他们询问伊万过去的生活,事无巨细,包括他十五六年前在什么时候和怎样得过一次猩红热。白衣女人把伊万的情况记了整整一页纸,翻过了这一页,又开始盘问他的亲属状况。真是繁琐而无聊:谁死了,何时死,死因,是否酗酒,是否得过性病,如此等等。最后他们请伊万讲讲昨天在牧首塘发生的事,倒也毫不为难他,而且对本丢·彼拉多一说没有表示惊奇。

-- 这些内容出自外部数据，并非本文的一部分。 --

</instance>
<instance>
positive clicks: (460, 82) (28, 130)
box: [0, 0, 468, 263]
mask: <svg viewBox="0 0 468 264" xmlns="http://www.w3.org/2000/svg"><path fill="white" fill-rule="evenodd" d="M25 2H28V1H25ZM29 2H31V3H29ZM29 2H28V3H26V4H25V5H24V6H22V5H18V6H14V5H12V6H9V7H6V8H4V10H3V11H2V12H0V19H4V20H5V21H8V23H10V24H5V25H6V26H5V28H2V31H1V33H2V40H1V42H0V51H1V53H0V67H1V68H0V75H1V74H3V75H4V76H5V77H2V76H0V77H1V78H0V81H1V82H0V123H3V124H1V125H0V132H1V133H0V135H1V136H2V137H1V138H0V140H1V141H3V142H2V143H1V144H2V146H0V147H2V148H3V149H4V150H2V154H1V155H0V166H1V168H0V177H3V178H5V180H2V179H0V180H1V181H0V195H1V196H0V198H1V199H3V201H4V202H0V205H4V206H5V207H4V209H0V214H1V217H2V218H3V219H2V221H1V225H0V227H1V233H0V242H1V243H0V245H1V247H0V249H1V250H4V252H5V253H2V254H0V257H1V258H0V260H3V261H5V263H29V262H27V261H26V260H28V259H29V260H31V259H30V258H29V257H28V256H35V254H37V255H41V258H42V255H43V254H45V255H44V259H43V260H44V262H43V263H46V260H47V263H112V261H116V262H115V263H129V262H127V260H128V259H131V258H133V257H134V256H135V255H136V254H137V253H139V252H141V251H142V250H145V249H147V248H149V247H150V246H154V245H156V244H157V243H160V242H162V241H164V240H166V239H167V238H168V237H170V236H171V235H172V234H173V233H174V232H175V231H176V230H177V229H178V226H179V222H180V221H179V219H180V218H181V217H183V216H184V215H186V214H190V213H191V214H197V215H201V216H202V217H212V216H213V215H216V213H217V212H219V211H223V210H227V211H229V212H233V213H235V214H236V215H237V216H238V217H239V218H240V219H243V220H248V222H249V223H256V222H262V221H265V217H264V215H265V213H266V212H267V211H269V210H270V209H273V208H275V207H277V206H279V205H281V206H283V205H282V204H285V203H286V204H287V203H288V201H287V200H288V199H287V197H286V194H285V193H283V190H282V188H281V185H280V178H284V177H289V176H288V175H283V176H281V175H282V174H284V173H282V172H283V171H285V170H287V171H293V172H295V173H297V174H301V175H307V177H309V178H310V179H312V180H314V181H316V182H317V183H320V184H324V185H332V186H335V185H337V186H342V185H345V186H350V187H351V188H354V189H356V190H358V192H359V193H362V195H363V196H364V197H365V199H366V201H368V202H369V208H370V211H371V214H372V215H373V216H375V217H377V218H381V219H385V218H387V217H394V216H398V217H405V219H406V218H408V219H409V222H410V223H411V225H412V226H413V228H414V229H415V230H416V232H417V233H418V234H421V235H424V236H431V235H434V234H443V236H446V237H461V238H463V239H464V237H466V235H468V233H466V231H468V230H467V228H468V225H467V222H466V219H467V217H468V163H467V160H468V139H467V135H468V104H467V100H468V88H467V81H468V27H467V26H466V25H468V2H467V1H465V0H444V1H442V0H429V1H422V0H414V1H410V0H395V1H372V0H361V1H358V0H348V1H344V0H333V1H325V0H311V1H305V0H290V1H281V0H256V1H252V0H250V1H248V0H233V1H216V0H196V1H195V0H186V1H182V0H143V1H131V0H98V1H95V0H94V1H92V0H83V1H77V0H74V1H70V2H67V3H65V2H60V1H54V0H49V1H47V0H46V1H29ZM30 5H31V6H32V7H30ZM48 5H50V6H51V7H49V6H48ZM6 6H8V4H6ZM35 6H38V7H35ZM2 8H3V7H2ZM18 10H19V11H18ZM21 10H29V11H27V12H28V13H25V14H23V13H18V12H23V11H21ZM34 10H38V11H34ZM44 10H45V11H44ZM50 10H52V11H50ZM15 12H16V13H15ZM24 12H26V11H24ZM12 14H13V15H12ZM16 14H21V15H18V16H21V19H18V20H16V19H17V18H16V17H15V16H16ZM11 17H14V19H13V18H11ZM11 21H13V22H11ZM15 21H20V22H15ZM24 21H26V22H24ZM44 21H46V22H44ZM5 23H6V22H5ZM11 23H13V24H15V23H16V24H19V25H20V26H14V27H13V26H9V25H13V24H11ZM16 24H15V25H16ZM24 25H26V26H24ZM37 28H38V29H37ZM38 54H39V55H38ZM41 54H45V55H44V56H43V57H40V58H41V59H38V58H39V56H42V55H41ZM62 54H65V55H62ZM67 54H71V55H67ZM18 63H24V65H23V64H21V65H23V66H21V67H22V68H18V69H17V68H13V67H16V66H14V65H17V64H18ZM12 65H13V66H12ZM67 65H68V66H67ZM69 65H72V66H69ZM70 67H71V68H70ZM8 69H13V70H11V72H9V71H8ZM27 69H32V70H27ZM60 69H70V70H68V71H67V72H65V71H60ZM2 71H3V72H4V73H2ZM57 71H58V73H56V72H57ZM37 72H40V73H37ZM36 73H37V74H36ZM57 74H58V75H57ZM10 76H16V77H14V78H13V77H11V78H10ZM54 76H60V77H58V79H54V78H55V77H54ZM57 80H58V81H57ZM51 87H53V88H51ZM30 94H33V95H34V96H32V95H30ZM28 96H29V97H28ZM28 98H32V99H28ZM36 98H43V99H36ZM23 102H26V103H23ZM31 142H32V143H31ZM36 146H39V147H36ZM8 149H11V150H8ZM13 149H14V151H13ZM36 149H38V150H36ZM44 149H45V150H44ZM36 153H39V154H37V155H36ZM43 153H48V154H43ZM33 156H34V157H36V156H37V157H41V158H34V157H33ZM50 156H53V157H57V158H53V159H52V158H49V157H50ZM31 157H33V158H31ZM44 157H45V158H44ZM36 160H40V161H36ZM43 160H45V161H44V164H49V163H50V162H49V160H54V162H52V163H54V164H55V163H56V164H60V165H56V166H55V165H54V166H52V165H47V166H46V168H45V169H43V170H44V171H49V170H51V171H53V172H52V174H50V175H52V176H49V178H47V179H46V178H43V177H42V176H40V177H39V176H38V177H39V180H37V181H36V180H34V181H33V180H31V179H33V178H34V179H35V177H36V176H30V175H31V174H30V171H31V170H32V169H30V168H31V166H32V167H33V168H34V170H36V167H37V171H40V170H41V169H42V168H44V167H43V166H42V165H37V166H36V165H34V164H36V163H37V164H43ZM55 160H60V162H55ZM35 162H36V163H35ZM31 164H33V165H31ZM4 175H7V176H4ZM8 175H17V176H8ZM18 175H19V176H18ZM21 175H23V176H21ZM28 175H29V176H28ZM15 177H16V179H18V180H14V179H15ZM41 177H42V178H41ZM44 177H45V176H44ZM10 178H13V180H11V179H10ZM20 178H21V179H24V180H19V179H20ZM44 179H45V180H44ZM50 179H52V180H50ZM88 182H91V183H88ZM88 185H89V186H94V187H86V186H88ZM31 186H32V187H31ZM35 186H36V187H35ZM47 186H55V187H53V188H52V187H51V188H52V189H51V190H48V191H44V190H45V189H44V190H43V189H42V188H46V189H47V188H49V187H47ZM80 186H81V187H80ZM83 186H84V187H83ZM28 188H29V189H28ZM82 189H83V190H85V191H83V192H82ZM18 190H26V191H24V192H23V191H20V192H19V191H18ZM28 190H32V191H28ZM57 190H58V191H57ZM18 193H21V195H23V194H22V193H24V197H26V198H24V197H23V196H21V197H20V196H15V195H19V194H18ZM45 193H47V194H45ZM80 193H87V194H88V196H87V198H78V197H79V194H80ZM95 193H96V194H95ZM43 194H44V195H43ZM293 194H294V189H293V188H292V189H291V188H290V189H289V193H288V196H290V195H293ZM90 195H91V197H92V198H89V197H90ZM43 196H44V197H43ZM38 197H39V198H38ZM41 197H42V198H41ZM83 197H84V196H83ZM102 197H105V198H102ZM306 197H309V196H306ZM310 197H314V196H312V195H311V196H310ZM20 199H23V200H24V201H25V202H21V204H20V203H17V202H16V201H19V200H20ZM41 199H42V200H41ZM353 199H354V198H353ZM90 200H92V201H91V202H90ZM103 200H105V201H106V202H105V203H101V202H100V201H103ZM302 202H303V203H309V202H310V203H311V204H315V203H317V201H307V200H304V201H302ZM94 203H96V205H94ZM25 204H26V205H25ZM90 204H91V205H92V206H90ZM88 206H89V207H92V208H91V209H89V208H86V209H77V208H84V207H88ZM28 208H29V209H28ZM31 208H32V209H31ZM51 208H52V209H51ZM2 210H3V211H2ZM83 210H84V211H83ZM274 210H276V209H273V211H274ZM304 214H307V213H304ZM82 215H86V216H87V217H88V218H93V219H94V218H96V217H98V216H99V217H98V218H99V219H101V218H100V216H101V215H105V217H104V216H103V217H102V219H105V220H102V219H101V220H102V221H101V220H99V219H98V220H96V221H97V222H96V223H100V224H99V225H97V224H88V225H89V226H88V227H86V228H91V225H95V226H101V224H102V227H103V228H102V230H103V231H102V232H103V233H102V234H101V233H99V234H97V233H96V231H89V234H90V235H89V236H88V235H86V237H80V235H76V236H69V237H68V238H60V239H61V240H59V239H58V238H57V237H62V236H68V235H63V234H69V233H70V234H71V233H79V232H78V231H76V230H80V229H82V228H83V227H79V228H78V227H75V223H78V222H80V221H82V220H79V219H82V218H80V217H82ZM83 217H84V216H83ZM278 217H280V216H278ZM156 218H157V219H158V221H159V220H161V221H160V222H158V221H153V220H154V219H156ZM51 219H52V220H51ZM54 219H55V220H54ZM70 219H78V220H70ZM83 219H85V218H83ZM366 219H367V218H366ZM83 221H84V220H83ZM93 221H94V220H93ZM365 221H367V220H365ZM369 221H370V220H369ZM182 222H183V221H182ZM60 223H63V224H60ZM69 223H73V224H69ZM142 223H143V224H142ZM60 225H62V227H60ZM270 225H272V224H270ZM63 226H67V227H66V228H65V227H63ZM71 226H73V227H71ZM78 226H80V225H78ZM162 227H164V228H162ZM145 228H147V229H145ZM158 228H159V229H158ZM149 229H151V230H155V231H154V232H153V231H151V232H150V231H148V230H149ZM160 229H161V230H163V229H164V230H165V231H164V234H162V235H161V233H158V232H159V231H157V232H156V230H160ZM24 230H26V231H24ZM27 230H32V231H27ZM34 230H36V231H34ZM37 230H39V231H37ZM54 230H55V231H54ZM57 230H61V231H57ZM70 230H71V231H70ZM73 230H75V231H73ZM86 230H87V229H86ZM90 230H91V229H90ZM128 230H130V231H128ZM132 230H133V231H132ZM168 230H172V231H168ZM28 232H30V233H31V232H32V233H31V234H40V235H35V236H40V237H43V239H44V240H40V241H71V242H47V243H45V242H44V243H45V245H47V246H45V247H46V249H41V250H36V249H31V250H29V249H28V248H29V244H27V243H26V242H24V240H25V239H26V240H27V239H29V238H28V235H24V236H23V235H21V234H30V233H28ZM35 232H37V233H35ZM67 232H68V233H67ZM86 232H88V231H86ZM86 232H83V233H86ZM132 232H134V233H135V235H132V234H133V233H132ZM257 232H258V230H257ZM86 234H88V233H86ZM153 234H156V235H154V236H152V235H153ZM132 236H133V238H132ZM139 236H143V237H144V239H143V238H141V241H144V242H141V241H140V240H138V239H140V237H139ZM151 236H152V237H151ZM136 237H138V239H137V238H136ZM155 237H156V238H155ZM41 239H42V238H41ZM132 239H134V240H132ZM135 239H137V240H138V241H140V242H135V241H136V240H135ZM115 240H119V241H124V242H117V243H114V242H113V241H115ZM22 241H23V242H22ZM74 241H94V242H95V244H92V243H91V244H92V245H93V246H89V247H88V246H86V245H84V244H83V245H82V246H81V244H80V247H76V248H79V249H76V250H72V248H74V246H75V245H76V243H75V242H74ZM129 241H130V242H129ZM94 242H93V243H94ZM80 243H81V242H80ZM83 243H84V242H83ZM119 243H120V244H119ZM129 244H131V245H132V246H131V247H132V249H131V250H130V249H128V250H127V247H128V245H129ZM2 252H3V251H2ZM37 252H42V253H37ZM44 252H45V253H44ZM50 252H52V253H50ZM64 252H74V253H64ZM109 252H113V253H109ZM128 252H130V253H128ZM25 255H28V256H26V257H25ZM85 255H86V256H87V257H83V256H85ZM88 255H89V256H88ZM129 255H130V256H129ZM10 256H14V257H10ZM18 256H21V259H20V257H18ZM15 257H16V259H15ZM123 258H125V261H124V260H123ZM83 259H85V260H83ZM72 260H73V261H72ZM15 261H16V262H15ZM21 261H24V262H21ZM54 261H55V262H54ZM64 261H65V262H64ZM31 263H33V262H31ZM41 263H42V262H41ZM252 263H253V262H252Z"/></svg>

然后,那个男的接替了女的。他对伊万采取了不同的办法,不再问这问那。他给伊万量体温,数脉搏,用什么灯照眼睛做检查。这时另一个女人上来帮忙。他们在伊万背上戳了几下,但并不痛,又用小槌子把儿在他胸口皮肤上画记号,用小槌子敲打他的膝盖,敲得小腿一跳一跳的,然后扎破手指采血,在肘弯上打针,把两只橡皮镯子似的东西套在他的胳膊上……

伊万只能暗自苦笑,心想这一切是多么荒唐离奇。可不是嘛!你想警告大家,有个来历不明的外国顾问是危险人物,你想抓住危险人物,结果自己反而陷在这间神秘的办公室里,为的是告诉别人他伊万有个伯父叫费奥多尔,从前在沃洛格达市怎样嗜酒成癖,如此这般,东拉西扯。真是无聊之极!

他们终于放了伊万。他被送回房间。有人端来了一杯咖啡、两个煮嫩蛋和一块黄油白面包。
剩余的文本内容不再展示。